Then Elihu son of Barakel the Buzite, of the clan of Ram, became angry. He was angry because Job refused to admit that he had sinned and that God was right in punishing him. He was also angry with Job’s three friends, for they made God appear to be wrong by their inability to answer Job’s arguments. [Job 32.2-3]

Who was Elihu? Other than his lineage, all we know is that he was a young man who was listening to Job and his friends argue (although not necessarily a friend of Job's). Oh, and one other thing, we know that God did not rebuke Elihu or call him to repent for what he said!

Based upon the fact that God did not rebuke Elihu, we should consider that perhaps what Elihu said is actually something from Job's story that we don't have to sort out the truth from error! And, that's a big deal!

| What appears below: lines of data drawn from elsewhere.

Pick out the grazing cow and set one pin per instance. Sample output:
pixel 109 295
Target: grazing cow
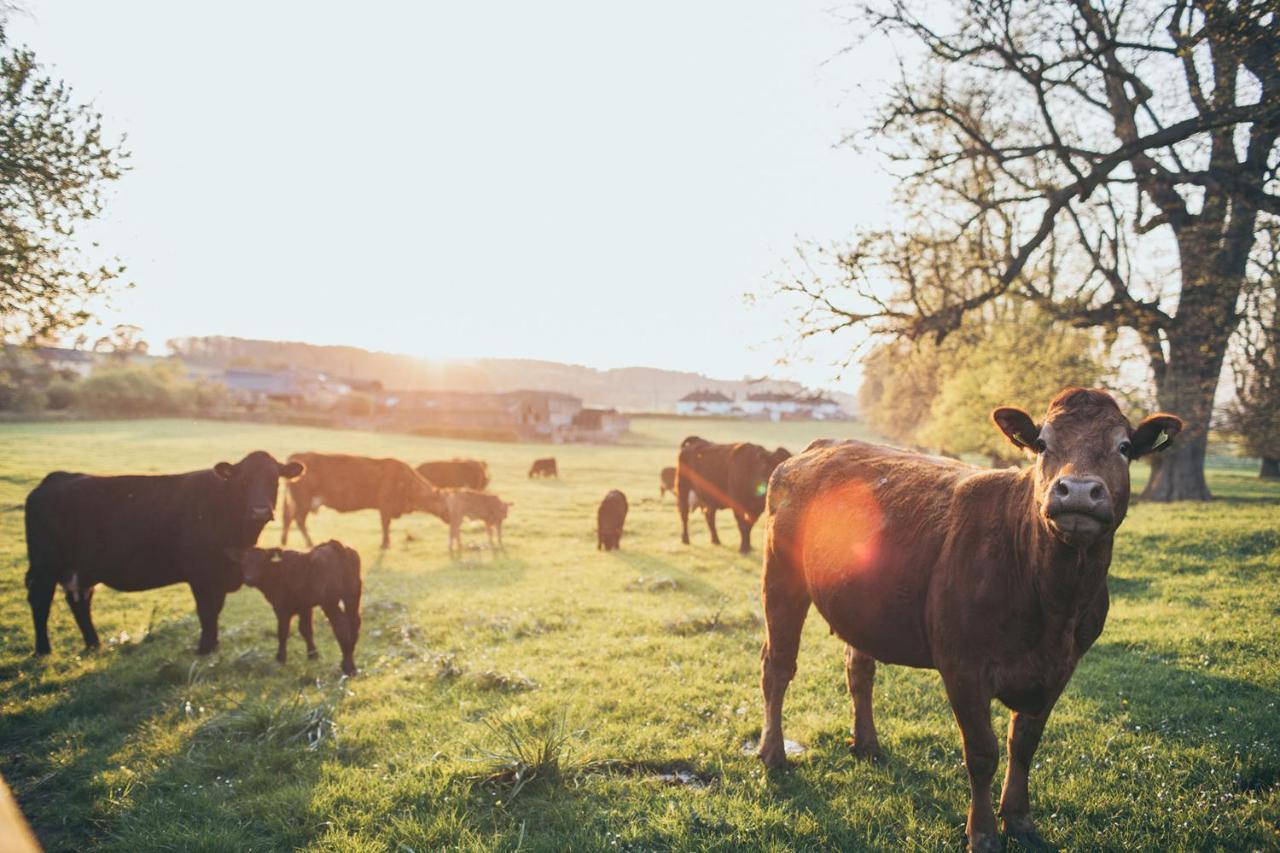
pixel 136 533
pixel 348 483
pixel 608 521
pixel 731 477
pixel 544 468
pixel 295 583
pixel 667 482
pixel 456 474
pixel 995 578
pixel 469 503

First, Elihu was angry because Job refused to admit guilt and that what he was experiencing (loss and suffering) was indeed just punishment for sin. Let's look at this further:

For Job also said, ‘I am innocent, but God has taken away my rights. I am innocent, but they call me a liar. My suffering is incurable, though I have not sinned.’ “Tell me, has there ever been a man like Job, with his thirst for irreverent talk? [Job 34.5-7]

Inadvertently, Elihu indicts every person here who ever suffered like Job while maintaining their claim of innocence. Elihu points out that such talk is irreverent! While the topic is basically taboo in modern Christianity, Elihu stood on the established truth that Job's loss was the result of sin and therefore required repentance. Elihu's unrefuted speech rings throughout all time that sickness and loss are the result of sin and therefore require repentance. The answer to sickness is not treatment, but repentance! If this is not true, then we must simply discard the Bible altogether.

Second, Elihu was angry at Job's three friends, Eliphaz, Bildad, and Zophar, because of their ignorance, and therefore their inability, to refute Job. Job's three friends, like most Christians today (leadership included), are too ignorant to declare the truth of God's Word regarding curses (like Job's loss and sickness) and set the record straight accordingly. Like Job's irreverent talk, Job's friends' inability to argue the established principles of sin and death reek of the irreverence of willful ignorance. The confusion of Job's friends' arguments can be likened to the libraries of theological and doctrinal books that irreverently 'explain away' suffering like Job experienced in the Church today without even a mention of repentance.

I don't want to be like Job and I don't want to be like one of his friends! I want to be humble and repentant and I want to accurately declare the need for the same to everyone I encounter.

Oh yes, 'Pandora's Box' has been opened! But it is time that we simplify our 'theology' and just get right with God and His Word! Sure, we know all the academic explanations for loss and sickness, but do we believe man's knowledge, or do we believe God's Word? Deuteronomy 28 is in no way unclear that everything Job experienced was resultant to sin and disobedience. The same applies to us today in our loss and sickness - except that we have One Very Important Difference: we have JESUS! But, before we go and complicate things, let us remember that 'coming to Jesus' is not without REPENTANCE!

Unlike most of us today, Job's only sin was pride and arrogance. In fact, let's look a what God Himself said about Job:

Then the LORD asked Satan, “Have you noticed my servant Job? He is the finest man in all the earth. He is blameless—a man of complete integrity. He fears God and stays away from evil.” [Job 1.8]

I want to carefully point out that God did NOT declare Job sinless! He simply described Job with the humanly observable trait of integrity. This is important and necessary because neither Satan nor anyone else but God could see the depths of Job's heart where the sin of pride existed all along. That is the very reason God asked Satan about Job - God NEVER asks a question He does not already know the answer to!

Our approach today to loss and sickness is irreverent: few, if any, humbly repent as Elihu suggested:

“Why don’t people say to God, ‘I have sinned, but I will sin no more’? Or ‘I don’t know what evil I have done—tell me. If I have done wrong, I will stop at once’? [Job 34.31-32]

No, the first thing people do today is go to the doctor. Oh, and then they ask folks to pray "for God's will"... (yes, we should read sarcasm into that).

If we read Job with our eyes open, we will see that when we experience loss and sickness, we should first consider what God unleashed (about Himself) on Job in chapters 38-41 before we start our human reasoning about our circumstances! 

Job actually did pretty good of maintaining his outward integrity in Job chapter 1 - his response was one of worship. But when sickness hit his body in chapter 2 as Satan predicted Job's pride and arrogance literally began to gush from his mouth! And this is precisely why God questioned Satan - so that Job's humanly indiscernible sin could be dealt with. And it was. And Job eventually repented. And Job was restored.

Now, before we say, "but we have Jesus..." let's consider that humility and repentance ALWAYS accompany faith. There is nary a soul who has genuinely come to Jesus in their pride and arrogance. Like Job, if pride resides unchecked in our hearts, no amount of "in Jesus' name" will fix it. God's Holy Spirit convicts... and when He does, there is only one response: repentance.

Job's story is ONLY complicated if we ignorantly separate loss and sickness (like Job's) from sin. That is exactly what Elihu was angry about. It should anger us too...

Father, Your Spirit is speaking here... Oh, help me to listen! Forgive me for my pride and arrogance (not to mention all the obvious sins of my life). May You find my heart open, humble, and repentant! I long for Your restoration in my life - but first deal with my rebellion and break my stubborn heart! So be it!